Jamal Khashoggi, journaliste et chroniqueur, aurait été assassiné, en 2018, par les hommes de main du prince héritier saoudien.
Un mois avant le voyage du président américain, Joe Biden, en Arabie saoudite, le district de Columbia a rebaptisé la rue devant l’ambassade saoudienne Jamal Khashoggi Way, visant directement Riyad pour son rôle dans l’assassinat du militant et journaliste saoudien dissident en 2018.
« Nous avons l’intention de rappeler aux personnes qui se cachent derrière ces portes […] que nous les tenons pour responsables et que nous les tiendrons pour responsables du meurtre de notre ami », a déclaré Sarah Leah Whitson, directrice exécutive de DAWN, l’organisation pro-démocratie du monde arabe fondée par Jamal Khashoggi avant sa mort.
Mme Whitson a également critiqué ce qu’elle a appelé la « capitulation éhontée » de l’administration Biden, qui cherche à améliorer les relations avec le gouvernement saoudien et à programmer une visite présidentielle officielle dans le royaume.
« Rappel constant »
Jamal Khashoggi, éminent journaliste saoudien et chroniqueur du Washington Post, est entré dans le consulat saoudien d’Istanbul le 2 octobre 2018, à la recherche des documents nécessaires pour un mariage prévu, sa fiancée l’attendant à l’extérieur. L’homme de 59 ans n’est jamais ressorti.

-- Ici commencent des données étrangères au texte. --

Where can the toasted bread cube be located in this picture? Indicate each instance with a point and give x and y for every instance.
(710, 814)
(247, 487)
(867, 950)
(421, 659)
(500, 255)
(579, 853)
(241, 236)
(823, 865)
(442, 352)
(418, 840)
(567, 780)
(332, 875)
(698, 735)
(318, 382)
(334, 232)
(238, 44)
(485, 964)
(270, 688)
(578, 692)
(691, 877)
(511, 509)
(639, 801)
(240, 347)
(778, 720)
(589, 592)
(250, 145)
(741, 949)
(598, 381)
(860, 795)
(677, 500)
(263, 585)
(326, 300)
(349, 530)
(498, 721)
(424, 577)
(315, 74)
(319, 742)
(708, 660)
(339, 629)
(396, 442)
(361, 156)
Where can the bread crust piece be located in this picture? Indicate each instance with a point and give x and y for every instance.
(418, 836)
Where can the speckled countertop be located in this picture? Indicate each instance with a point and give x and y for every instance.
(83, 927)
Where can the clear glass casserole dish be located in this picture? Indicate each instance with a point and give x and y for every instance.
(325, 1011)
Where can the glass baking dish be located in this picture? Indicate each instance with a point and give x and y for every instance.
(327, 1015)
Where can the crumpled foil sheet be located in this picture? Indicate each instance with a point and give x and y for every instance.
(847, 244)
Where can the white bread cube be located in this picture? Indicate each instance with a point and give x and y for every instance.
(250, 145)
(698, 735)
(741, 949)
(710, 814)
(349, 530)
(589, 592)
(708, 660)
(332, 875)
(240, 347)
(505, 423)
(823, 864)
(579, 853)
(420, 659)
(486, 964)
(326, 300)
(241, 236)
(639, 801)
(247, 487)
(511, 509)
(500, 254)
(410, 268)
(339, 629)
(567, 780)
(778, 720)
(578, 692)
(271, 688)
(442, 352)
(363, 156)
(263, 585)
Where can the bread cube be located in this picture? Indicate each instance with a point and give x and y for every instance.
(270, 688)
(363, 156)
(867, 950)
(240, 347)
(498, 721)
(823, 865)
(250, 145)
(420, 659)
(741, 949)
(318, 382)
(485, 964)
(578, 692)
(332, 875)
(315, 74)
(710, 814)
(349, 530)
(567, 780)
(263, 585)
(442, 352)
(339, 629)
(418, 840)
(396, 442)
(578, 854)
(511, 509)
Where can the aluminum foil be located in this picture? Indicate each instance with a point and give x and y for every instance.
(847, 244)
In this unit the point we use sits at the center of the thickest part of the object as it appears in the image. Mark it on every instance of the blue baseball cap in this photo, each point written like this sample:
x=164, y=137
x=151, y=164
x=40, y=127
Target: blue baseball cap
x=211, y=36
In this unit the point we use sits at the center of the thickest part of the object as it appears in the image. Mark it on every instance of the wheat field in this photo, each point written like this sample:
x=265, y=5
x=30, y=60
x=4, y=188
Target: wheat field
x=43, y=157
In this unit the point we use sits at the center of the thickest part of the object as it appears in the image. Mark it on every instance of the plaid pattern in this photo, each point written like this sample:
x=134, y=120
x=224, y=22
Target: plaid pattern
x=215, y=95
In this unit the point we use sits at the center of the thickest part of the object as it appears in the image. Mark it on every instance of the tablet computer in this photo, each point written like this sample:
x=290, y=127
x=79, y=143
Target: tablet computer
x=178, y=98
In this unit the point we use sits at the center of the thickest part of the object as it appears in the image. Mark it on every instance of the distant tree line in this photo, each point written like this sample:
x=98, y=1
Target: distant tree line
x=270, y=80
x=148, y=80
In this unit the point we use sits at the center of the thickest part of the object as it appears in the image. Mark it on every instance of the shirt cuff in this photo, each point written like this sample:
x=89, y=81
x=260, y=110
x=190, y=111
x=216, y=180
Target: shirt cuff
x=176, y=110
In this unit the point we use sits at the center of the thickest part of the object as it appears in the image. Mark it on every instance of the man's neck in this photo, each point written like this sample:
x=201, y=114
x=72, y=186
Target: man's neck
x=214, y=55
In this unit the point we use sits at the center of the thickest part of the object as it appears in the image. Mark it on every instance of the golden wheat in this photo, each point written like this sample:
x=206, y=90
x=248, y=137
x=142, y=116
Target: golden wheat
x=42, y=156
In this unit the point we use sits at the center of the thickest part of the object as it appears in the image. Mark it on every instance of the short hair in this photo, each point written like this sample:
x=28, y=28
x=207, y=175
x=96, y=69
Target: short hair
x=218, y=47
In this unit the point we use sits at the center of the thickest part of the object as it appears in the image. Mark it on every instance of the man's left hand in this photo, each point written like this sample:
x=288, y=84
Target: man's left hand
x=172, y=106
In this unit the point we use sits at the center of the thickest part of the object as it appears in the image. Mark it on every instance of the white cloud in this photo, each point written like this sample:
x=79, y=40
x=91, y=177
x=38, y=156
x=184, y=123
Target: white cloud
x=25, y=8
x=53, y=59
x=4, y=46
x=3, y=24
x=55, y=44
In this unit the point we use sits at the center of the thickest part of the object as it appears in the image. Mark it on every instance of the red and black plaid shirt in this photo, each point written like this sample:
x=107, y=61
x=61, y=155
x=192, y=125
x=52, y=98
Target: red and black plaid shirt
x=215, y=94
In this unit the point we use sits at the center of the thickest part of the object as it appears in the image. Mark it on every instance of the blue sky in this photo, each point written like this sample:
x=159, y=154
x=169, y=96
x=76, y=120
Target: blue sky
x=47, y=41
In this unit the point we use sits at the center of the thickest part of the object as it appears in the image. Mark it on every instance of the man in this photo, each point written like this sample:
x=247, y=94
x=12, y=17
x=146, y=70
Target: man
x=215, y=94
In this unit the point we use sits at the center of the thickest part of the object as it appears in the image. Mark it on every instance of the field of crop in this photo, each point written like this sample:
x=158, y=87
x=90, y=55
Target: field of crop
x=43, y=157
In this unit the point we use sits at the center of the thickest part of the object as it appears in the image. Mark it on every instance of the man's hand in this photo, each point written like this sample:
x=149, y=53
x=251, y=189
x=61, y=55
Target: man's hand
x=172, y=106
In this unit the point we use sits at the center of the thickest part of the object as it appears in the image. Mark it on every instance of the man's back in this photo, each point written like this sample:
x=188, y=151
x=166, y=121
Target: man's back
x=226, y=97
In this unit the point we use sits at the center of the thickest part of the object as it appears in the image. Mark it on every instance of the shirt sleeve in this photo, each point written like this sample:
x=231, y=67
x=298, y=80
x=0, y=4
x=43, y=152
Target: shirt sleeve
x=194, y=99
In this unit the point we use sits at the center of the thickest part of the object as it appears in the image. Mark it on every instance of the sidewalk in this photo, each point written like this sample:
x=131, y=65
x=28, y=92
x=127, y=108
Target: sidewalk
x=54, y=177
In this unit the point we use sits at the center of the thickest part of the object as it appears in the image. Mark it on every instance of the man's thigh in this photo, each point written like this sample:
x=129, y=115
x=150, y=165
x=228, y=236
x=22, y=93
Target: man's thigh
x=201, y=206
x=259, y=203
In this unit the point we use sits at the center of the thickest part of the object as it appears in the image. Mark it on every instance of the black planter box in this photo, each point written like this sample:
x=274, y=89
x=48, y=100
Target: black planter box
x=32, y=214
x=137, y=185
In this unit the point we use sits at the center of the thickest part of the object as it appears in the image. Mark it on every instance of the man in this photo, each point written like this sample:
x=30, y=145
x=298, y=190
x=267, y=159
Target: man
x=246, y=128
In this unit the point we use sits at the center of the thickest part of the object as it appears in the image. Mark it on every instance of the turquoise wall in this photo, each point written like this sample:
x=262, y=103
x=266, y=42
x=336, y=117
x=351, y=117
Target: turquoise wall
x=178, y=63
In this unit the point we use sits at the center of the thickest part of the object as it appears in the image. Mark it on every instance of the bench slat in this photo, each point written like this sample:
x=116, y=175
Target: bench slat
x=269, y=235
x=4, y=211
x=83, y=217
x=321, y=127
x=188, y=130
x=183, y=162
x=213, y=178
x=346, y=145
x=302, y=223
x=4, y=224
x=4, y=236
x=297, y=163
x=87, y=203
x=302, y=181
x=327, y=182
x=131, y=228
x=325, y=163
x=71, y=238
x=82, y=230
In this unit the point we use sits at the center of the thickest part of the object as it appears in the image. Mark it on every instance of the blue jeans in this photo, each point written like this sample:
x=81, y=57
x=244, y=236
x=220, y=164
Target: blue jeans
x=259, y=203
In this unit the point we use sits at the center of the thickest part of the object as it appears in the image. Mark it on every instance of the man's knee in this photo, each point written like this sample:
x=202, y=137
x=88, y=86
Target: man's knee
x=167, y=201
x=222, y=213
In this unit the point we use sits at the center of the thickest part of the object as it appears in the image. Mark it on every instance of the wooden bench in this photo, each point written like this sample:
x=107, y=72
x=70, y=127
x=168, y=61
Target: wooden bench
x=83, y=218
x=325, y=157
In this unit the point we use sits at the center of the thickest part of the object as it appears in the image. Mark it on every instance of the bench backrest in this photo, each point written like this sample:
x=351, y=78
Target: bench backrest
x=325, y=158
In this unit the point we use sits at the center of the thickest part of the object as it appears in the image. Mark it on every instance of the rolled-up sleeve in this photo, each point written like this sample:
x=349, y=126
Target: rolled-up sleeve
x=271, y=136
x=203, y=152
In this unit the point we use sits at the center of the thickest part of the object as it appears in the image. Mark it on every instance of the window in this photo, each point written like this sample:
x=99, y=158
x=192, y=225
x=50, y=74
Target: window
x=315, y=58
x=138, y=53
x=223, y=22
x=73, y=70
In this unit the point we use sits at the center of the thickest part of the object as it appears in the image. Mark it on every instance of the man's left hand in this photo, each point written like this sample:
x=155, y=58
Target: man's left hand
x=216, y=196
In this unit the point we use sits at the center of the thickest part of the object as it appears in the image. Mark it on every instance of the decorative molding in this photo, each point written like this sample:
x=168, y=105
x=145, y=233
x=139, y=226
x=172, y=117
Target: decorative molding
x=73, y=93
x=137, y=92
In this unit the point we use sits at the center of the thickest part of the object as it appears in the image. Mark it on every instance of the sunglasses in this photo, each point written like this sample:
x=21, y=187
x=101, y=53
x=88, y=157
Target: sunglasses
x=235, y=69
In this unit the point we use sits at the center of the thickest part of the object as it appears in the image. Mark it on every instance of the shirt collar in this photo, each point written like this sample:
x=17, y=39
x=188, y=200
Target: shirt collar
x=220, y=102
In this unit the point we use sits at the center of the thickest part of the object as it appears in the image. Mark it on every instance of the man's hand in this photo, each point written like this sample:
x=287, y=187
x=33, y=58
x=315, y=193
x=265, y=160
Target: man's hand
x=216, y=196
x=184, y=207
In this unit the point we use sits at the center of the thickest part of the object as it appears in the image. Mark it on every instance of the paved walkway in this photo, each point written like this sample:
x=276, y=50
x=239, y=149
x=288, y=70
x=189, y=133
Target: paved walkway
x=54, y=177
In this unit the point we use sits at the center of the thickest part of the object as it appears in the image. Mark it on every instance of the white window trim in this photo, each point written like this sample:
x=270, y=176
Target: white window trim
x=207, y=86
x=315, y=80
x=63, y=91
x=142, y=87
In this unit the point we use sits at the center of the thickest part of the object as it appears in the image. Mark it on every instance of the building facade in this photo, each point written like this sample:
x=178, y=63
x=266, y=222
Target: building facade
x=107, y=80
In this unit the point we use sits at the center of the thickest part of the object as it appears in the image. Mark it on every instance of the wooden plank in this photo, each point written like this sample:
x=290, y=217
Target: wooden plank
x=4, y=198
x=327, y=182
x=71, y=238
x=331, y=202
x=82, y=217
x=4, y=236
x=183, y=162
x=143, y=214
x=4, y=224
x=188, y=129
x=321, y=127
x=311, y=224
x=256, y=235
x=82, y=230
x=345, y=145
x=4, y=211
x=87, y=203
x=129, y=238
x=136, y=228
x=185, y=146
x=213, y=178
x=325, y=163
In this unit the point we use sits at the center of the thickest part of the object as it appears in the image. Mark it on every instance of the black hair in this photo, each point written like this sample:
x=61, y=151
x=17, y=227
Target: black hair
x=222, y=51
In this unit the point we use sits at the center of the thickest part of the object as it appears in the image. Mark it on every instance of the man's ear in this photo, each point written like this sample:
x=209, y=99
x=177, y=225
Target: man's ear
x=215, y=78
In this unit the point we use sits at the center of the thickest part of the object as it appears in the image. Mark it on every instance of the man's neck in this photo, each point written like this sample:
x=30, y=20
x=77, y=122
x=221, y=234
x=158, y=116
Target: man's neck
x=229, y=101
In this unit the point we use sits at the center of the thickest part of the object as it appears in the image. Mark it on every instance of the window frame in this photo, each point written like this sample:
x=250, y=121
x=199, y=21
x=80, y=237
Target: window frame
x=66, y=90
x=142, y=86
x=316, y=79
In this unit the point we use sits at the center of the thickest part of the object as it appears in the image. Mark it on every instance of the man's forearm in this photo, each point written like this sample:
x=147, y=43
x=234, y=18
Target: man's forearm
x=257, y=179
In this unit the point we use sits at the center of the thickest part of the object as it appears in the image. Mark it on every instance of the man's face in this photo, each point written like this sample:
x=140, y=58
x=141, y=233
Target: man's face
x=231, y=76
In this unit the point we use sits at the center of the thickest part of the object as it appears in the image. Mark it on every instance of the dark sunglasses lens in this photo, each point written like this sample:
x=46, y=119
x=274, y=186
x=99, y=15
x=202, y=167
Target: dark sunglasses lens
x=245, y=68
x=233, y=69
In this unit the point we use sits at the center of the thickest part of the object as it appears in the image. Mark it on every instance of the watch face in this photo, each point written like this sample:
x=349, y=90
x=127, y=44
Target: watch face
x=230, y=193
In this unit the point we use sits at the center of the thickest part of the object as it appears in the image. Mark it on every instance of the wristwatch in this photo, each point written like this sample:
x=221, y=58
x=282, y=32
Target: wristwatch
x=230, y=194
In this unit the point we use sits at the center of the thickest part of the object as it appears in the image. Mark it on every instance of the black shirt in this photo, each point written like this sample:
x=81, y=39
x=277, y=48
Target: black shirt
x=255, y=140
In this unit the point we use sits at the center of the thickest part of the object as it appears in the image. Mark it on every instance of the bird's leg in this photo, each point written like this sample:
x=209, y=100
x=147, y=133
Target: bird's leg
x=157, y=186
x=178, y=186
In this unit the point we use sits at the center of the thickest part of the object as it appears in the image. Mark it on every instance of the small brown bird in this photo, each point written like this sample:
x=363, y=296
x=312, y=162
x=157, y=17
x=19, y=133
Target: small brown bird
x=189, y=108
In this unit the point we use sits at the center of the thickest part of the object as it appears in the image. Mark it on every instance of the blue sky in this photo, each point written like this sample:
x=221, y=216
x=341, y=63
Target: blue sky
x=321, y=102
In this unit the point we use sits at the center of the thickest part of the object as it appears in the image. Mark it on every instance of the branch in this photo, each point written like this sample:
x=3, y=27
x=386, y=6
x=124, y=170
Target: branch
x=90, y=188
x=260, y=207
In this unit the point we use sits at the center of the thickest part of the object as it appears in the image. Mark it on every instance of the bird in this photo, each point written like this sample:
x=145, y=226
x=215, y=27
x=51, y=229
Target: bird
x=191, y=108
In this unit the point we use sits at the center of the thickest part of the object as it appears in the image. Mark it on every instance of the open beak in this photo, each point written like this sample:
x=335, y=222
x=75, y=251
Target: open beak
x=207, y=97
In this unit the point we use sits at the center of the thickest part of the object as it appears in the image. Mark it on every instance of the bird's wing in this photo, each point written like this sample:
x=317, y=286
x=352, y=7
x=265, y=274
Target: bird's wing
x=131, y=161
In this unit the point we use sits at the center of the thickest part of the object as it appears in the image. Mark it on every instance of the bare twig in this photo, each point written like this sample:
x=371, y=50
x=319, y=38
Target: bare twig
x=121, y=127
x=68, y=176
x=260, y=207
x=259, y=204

Le gouvernement saoudien a d’abord nié tout acte répréhensible. Mais sous la pression internationale croissante, Riyad a fini par admettre que Jamal Khashoggi, très critique à l’encontre de Riyad, avait été tué à l’intérieur du consulat dans ce que les Saoudiens ont caractérisé comme un accident. La CIA a ensuite publié un rapport concluant que le journaliste avait été tué et démembré sur ordre du prince héritier saoudien, Mohammed ben Salman.
Le régime saoudien a toujours nié ce lien. Plusieurs fonctionnaires et agents saoudiens de rang inférieur ont été condamnés à des peines de prison pour ce meurtre.
Le conseil municipal de Washington a voté à l’unanimité à la fin de l’année dernière pour renommer un pâté de maisons en l’honneur de Jamal Khashoggi. « Je suis très fier que nous ayons fait cela, a déclaré le président du conseil de Washington, Phil Mendelson. Le gouvernement saoudien ne peut pas oublier ce qui s’est passé, ce qu’il a fait. C’est un rappel constant. »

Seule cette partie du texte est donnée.